Suicide is a leading cause of death for adolescents in the United States. Widespread implementation of evidence-based practices for this population remains challenging due to resource shortages and system barriers. Dialectical Behavior Therapy for Adolescents (DBT-A) has robust research support, with positive clinical outcomes when implemented with fidelity. At the same time, implementation requires individual therapy with trained clinicians, a resource which may not be available at the level required in some communities.
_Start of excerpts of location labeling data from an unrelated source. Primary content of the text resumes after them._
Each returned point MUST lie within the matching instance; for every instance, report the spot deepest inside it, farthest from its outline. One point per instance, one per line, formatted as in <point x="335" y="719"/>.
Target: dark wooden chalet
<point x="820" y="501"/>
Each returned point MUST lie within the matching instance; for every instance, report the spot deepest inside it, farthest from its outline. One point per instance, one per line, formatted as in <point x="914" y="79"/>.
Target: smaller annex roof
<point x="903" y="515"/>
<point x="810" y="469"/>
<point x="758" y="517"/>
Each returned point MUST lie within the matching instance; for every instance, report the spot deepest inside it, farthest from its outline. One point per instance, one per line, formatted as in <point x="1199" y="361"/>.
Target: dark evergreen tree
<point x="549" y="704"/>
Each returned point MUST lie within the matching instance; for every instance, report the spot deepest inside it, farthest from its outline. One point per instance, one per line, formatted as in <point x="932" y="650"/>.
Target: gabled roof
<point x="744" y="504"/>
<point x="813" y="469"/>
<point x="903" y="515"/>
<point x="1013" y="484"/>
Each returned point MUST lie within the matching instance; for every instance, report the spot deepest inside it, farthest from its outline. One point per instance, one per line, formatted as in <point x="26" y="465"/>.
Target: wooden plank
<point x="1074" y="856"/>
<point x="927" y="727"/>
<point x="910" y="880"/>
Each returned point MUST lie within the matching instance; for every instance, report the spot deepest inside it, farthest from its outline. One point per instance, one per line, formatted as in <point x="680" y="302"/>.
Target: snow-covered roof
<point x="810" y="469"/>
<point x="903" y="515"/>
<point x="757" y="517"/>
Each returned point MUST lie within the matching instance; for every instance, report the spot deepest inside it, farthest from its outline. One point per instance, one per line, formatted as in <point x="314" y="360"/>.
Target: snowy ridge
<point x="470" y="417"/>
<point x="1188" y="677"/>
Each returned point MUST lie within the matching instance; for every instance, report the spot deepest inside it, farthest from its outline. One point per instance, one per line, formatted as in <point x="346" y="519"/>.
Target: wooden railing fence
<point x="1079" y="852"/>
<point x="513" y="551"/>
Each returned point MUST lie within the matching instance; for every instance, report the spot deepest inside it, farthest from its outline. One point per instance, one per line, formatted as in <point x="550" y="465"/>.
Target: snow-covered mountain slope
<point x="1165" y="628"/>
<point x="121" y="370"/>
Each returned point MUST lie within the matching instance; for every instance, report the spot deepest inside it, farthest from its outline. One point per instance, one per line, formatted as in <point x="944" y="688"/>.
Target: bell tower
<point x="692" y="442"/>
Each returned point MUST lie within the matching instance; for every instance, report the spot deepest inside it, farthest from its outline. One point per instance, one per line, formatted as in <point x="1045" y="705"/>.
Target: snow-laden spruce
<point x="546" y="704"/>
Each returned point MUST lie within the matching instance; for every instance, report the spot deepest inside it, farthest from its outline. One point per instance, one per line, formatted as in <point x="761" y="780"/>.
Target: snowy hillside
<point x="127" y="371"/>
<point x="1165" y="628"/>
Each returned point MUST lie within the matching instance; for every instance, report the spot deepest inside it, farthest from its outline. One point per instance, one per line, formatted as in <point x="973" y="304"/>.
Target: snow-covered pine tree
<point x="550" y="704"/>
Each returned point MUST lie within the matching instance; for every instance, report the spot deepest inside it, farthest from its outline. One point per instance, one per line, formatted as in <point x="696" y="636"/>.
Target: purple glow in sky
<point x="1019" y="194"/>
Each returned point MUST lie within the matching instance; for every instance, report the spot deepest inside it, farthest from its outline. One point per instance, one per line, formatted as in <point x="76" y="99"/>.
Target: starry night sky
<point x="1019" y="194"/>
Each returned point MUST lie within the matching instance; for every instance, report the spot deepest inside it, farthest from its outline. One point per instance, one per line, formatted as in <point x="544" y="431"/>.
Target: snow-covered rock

The current study uses theoretical frameworks from adult implementations of Dialectical Behavior Therapy (DBT) where treatment was provided in a DBT Skills Training format without weekly individual therapy to examine skills training for adolescent clients with suicidal behaviors and is the first published study regarding feasibility of skills training for this population.
Adolescents and their families were offered DBT Skills Training while on the waitlist for DBT-A. Of the 125 families referred, 48 chose DBT Skills Training and 77 opted to wait for DBT-A, creating a natural quasi-experimental design useful in exploring differences between DBT-Skills Training and DBT-A.
There were no significant differences between the two groups at baseline. Rates of treatment completion were similar between the two groups.
Results from the current study demonstrate similar rates of treatment drop-out and treatment completion between DBT Skills Training and DBT-A, suggesting DBT Skills Training without individual therapy for adolescents is feasible and warrants additional research.